Thread: Question about POSIX Regular Expressions performance on large dataset.

Question about POSIX Regular Expressions performance on large dataset.

From

Jose Ildefonso Camargo Tolosa

Date:

17 August 2010, 23:21:34

Hi!

I'm analyzing the possibility of using PostgreSQL to store a huge
amount of data (around 1000M records, or so....), and these, even
though are short (each record just have a timestamp, and a string that
is less than 128 characters in length), the strings will be matched
against POSIX Regular Expressions (different regexps, and maybe
complex).

Because I don't have a system large enough to test this here, I have
to ask you (I may borrow a medium-size server, but it would take a
week or more, so I decided to ask here first).  How is the performance
of Regexp matching in PostgreSQL?  Can it use indexes? My guess is:
no, because I don't see a way of generally indexing to match regexp :(
, so, tablescans for this huge dataset.....
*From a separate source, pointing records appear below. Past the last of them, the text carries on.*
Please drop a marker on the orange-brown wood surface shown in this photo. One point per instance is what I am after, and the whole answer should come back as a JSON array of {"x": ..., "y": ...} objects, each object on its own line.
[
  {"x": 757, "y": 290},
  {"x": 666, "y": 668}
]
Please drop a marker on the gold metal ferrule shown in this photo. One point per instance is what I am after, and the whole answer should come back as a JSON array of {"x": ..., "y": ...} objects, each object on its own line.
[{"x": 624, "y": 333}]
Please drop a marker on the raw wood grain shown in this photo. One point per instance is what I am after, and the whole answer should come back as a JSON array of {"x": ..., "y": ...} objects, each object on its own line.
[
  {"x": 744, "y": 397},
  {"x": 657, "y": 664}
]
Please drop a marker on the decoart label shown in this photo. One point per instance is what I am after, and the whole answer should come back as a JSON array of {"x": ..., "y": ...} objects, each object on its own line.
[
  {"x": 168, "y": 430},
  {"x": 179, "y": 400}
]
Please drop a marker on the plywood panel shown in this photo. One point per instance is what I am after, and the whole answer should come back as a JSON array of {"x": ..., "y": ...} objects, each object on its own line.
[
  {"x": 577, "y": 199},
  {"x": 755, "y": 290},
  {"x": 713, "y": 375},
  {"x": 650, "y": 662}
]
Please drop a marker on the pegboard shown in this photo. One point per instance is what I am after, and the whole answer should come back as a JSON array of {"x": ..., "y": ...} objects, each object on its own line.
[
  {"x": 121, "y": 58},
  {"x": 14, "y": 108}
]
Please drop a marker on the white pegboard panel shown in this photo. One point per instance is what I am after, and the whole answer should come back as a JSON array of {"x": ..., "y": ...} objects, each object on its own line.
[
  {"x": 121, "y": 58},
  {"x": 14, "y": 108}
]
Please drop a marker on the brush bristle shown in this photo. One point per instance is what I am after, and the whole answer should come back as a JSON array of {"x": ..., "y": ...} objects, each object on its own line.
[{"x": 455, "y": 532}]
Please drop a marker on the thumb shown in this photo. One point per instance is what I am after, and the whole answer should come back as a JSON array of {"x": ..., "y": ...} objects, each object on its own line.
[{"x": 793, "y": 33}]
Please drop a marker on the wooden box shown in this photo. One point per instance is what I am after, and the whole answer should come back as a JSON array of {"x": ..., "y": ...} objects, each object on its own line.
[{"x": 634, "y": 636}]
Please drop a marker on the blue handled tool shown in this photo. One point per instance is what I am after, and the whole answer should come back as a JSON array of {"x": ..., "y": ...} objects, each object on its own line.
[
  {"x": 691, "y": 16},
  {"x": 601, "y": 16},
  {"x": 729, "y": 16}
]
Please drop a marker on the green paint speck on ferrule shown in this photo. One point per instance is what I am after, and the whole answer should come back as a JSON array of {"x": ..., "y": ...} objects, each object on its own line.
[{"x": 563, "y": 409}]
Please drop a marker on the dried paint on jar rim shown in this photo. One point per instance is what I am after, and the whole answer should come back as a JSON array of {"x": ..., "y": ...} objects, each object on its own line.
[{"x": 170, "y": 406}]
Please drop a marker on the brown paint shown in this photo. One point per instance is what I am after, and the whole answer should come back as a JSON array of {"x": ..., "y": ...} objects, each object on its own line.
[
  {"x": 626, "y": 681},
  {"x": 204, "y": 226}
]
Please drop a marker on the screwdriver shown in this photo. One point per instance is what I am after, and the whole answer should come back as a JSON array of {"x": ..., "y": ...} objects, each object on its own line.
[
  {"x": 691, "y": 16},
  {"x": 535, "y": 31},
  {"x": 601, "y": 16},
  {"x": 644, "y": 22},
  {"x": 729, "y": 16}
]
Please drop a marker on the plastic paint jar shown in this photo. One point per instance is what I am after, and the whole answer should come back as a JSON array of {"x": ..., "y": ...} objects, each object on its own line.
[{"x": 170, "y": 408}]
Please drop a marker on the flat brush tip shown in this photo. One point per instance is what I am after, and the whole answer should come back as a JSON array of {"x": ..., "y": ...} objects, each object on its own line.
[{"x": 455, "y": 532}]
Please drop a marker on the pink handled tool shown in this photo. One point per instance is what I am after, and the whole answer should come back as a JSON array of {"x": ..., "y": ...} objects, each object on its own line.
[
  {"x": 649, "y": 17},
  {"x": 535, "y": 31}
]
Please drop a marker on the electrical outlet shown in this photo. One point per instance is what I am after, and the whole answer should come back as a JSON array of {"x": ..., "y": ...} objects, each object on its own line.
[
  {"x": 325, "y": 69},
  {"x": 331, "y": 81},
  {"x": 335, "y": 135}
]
What do you think of this?

Sincerely,

Ildefonso Camargo

Re: Question about POSIX Regular Expressions performance on large dataset.

From

Scott Marlowe

Date:

17 August 2010, 23:28:19

On Tue, Aug 17, 2010 at 8:21 PM, Jose Ildefonso Camargo Tolosa
<ildefonso.camargo@gmail.com> wrote:
> Hi!
>
> I'm analyzing the possibility of using PostgreSQL to store a huge
> amount of data (around 1000M records, or so....), and these, even
> though are short (each record just have a timestamp, and a string that
> is less than 128 characters in length), the strings will be matched
> against POSIX Regular Expressions (different regexps, and maybe
> complex).
>
> Because I don't have a system large enough to test this here, I have
> to ask you (I may borrow a medium-size server, but it would take a
> week or more, so I decided to ask here first).  How is the performance
> of Regexp matching in PostgreSQL?  Can it use indexes? My guess is:
> no, because I don't see a way of generally indexing to match regexp :(
> , so, tablescans for this huge dataset.....
>
> What do you think of this?

Yes it can index such things, but it has to index them in a fixed way.i.e. you can create functional indexes with
pre-builtregexes.  But 
for ones where the values change each time, you're correct, no indexes
will be used.

Could full text searching be used instead?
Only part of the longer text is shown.